Prace nad przebudową obiektu i dostosowaniem go do nowych funkcji powinny zakończyć się latem. – Cieszy, że pałac jest w końcowej fazie odnawiania że nie będzie już ruiny, że zyska drugie życie, jak wiatrak – uważa radny Mariusz Zybaczyński.
W Polkowicach
W Polkowicach goście zapoznali się ze zbiorami Towarzystwa Ziemi Polkowickiej. Są one zdeponowane w kilku miejscach, w tym w pomieszczeniach Zespołu Szkół im. Narodów Zjednoczonej Europy. Składają się na nie zabytki kultury materialnej sprzed wojny. Dodajmy, że są również dokumenty oraz elementy wyposażenia wnętrz i przedmioty codziennego użytku. W kolekcji ważne miejsce zajmują eksponaty dotyczące powojennej historii naszego miasta i regionu. Część związana jest z tym te związane z historią wydobycia miedzi.
– Jestem pod wrażeniem zbiorów, które w relatywnie krótkim czasie udało się zebrać i zabezpieczyć. Gratuluję członkom towarzystwa pasji i zacięcia muzealnego.
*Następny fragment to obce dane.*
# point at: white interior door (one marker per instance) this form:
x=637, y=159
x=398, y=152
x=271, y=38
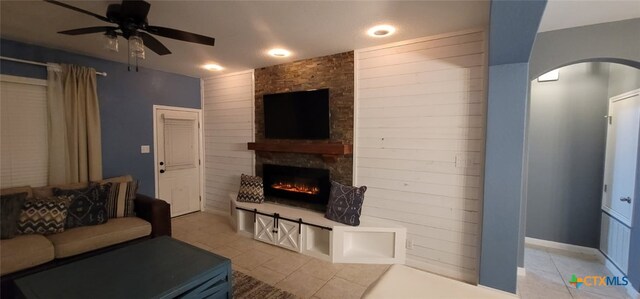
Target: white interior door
x=178, y=158
x=621, y=156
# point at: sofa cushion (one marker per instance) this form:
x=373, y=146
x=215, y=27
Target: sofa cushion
x=11, y=207
x=24, y=252
x=88, y=205
x=83, y=239
x=120, y=200
x=47, y=191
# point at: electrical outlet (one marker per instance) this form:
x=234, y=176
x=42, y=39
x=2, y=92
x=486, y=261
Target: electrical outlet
x=409, y=244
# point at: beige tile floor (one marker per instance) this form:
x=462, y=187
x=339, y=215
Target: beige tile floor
x=304, y=276
x=548, y=272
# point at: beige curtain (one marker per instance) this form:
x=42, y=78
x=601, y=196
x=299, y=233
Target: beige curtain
x=75, y=153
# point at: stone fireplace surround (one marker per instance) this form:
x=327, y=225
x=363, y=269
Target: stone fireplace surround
x=335, y=72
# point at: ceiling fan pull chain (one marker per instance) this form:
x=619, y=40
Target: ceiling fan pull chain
x=128, y=56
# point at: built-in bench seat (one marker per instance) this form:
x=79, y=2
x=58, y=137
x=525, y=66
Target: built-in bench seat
x=400, y=281
x=374, y=241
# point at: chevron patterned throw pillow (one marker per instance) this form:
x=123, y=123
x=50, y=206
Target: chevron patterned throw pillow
x=345, y=203
x=44, y=216
x=251, y=189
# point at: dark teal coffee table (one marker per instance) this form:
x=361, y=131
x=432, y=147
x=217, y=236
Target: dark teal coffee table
x=157, y=268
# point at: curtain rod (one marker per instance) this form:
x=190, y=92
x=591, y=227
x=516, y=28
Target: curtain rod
x=40, y=63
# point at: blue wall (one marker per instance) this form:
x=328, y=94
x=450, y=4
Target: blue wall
x=512, y=31
x=126, y=104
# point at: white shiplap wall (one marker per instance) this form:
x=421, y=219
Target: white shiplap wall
x=419, y=142
x=23, y=124
x=228, y=104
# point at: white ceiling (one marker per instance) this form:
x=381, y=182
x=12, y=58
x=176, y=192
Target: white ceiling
x=244, y=30
x=561, y=14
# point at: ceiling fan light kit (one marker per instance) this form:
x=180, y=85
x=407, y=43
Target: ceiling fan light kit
x=111, y=41
x=131, y=19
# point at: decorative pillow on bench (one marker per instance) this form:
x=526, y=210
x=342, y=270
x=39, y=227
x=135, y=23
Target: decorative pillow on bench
x=345, y=203
x=88, y=205
x=251, y=189
x=43, y=216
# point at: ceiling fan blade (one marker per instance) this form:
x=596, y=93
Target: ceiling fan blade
x=135, y=9
x=181, y=35
x=88, y=30
x=99, y=17
x=154, y=44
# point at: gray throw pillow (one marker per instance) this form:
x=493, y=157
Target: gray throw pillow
x=251, y=189
x=88, y=205
x=345, y=203
x=11, y=207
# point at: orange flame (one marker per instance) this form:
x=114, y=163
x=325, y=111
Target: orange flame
x=294, y=187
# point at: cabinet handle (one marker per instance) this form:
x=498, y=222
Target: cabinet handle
x=627, y=199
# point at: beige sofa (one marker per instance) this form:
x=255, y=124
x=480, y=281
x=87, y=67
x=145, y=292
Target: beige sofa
x=27, y=251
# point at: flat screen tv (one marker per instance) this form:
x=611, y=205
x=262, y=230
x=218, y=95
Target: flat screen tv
x=297, y=115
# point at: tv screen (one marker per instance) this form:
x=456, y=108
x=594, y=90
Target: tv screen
x=297, y=115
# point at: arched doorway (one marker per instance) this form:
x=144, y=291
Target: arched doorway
x=564, y=158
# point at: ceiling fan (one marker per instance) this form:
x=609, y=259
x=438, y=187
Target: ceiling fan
x=131, y=19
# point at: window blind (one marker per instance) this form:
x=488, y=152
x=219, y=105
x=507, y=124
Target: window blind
x=23, y=132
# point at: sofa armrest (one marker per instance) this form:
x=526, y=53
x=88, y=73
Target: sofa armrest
x=156, y=212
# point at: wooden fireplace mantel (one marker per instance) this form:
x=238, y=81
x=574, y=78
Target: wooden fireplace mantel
x=329, y=151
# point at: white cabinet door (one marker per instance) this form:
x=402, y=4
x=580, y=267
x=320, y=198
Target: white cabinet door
x=621, y=154
x=289, y=236
x=264, y=229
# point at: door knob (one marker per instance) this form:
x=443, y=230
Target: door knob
x=627, y=199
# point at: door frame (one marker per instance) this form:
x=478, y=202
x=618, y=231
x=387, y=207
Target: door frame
x=200, y=148
x=615, y=215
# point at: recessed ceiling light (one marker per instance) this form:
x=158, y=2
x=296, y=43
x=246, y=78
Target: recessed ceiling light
x=279, y=52
x=212, y=67
x=381, y=31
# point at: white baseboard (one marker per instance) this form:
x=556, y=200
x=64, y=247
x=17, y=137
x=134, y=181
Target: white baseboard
x=584, y=250
x=562, y=246
x=217, y=212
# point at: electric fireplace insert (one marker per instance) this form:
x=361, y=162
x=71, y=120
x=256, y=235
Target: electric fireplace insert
x=297, y=186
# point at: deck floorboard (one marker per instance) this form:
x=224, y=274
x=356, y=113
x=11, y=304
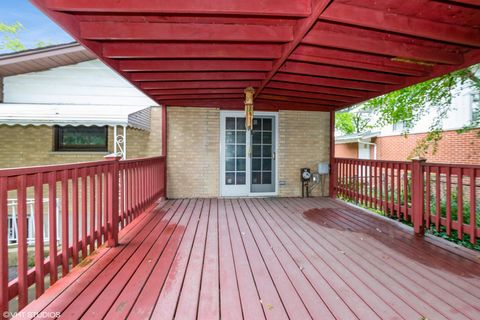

Niektóre z eksponatów już nadają się do muzeum. Kolejna część to gotowy materiał na wystawy – uważa Waldemar Hass, dyrektor Muzeum Archeologiczno-Historycznego w Głogowie.
Bedzie współpraca?
Goście z Głogowa rozważą realizacją wspólnych przedsięwzięć w oparciu o połączone zbiory. Dodajmy, że w zasobach muzeum głogowskiego jest wiele artefaktów pozyskanych z terenu gminy Polkowice.
– W tym roku przypada jubileusz 30-lecia samorządu i będzie to dobra okazja, aby przypominać historię naszego miasta i regionu. Do tej pory troszczyli się o to jedynie regionaliści i pasjonaci historii. Poprzednie władze samorządowe niewiele robiły w tym kierunku. To musi się zmienić – uważa burmistrz Łukasz Puźniecki.